We have a spin state described by a time-dependent density matrix [tex]\rho(t) = \frac{1}{2}\left(\mathbf{1}+\mathbf{r}(t)\cdot \mathbf{\sigma} \right)[/tex] Initial condition for the motion is [tex]\mathbf{r} = \mathbf{r}_0[/tex] at [tex]t = 0[/tex]. We are then asked to give a general expression for [tex]\rho(t)[/tex] in terms of the time evolution (TE) operator, and use that to find the time-dependent vector [tex]\mathbf{r}(t)[/tex]. The density matrix expression in terms of the TE operator i got to be [tex]\rho(t) = \mathcal{U}(t)\rho_0 [\mathcal{U}(t)]^{\dagger}[/tex] where [tex]\rho_0 = \rho(t = 0)[/tex]. Now that I'm going to find the time-dependent vector [tex]\mathbf{r}(t)[/tex] I'm having a bit more trouble. I've started with the equation [tex]\rho_0 = \frac{1}{2}\left(\mathbf{1}+\mathbf{r}_0\cdot \mathbf{\sigma} \right)[/tex] let the TE operator and it's adjoint operate on it from the left and right respectively. That has left me with the relation [tex]\mathcal{U}(t) \mathbf{r}_0 \cdot \mathbf{\sigma}[\mathcal{U}(t)]^{\dagger} = \mathbf{r}(t)\cdot \mathbf{\sigma}[/tex] Furthermore, the Hamiltonian for the system is [tex]H = \frac{1}{2}\hbar \omega_c \sigma_z[/tex] So, assuming that I'm on track so far, does anyone have any suggestions as to how I may proceed next?
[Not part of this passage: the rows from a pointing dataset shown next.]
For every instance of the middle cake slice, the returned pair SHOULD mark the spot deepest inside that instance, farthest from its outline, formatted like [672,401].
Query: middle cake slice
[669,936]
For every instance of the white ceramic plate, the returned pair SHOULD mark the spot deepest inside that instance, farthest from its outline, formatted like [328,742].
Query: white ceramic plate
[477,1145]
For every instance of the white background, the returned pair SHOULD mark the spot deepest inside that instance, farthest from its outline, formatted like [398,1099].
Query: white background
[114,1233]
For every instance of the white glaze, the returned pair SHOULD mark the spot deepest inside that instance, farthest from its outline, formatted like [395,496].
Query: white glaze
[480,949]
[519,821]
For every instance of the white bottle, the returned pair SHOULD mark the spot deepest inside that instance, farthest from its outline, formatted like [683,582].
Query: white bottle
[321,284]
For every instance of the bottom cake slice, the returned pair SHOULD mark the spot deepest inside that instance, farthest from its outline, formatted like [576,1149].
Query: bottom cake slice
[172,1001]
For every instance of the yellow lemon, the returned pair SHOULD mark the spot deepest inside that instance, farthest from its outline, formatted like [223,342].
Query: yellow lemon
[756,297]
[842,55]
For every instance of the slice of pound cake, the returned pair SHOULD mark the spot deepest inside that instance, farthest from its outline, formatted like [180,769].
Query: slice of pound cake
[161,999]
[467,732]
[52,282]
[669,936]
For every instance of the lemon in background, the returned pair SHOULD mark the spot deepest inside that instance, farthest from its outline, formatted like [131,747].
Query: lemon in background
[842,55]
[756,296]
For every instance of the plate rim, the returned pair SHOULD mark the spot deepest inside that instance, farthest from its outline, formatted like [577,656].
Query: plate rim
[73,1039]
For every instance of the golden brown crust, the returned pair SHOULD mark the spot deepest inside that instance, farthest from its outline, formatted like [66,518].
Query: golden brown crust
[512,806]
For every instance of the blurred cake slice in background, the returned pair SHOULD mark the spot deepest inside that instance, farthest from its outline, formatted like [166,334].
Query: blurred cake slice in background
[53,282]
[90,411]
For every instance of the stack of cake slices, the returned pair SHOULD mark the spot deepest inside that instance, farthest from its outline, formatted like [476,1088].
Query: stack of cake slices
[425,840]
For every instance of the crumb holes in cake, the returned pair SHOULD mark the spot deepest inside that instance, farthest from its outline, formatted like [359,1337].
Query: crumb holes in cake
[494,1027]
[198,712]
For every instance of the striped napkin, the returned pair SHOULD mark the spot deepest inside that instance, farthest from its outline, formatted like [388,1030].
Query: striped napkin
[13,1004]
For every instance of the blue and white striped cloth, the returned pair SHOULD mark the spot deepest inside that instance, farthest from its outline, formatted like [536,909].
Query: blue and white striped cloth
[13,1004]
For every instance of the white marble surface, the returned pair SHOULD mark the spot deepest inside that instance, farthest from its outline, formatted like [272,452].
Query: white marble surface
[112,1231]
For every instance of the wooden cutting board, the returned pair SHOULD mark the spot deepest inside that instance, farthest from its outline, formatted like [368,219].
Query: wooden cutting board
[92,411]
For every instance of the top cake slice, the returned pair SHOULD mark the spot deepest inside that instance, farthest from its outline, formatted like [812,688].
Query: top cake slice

What I tried was to first use Euler's formula to write out the TE operator and its adjoint. Then I expanded the cosine and the sine part separately and found that the cosine part only contains even powers of the exponent, thus making all [tex]\sigma_z[/tex] become unity. For the sine part, which contains only odd powers of the exponent, all powers of [tex]\sigma_z[/tex] are equal to the matrix itself. The problem became when I put all this into the relation I need to solve, as it gave many parts containing [tex]\sigma_z[/tex], [tex]\mathbf{\sigma}[/tex] and/or [tex]\mathbf{r}_0[/tex] multiplied in different orders, and I'm not really sure how to handle that. So, what I need to know is if I'm on the right track, or maybe I'm ignoring something or perhaps there's an easier way to do this that I should look into. Suggestions are appreciated.
In the basis where [itex] \sigma_z [/itex] is diagonal, I would think that the time evolution operator is easily found, because the exponentiation applies directly to the eigenvalues. The TE operator would be diagonal in that basis too. Just a suggestion, I didn't work it out myself.
Of course! Since [tex]\sigma_z[/tex] is diagonal, when it's the exponential, you just get a the same matrix with each diagonal element exponentiated! Now I finally got an expression for the time dependent vector! It remains, however, to be seen if it's the correct expression. Anyway, thanks for helping me on my way, vanesch. I'll probably be back with more questions though.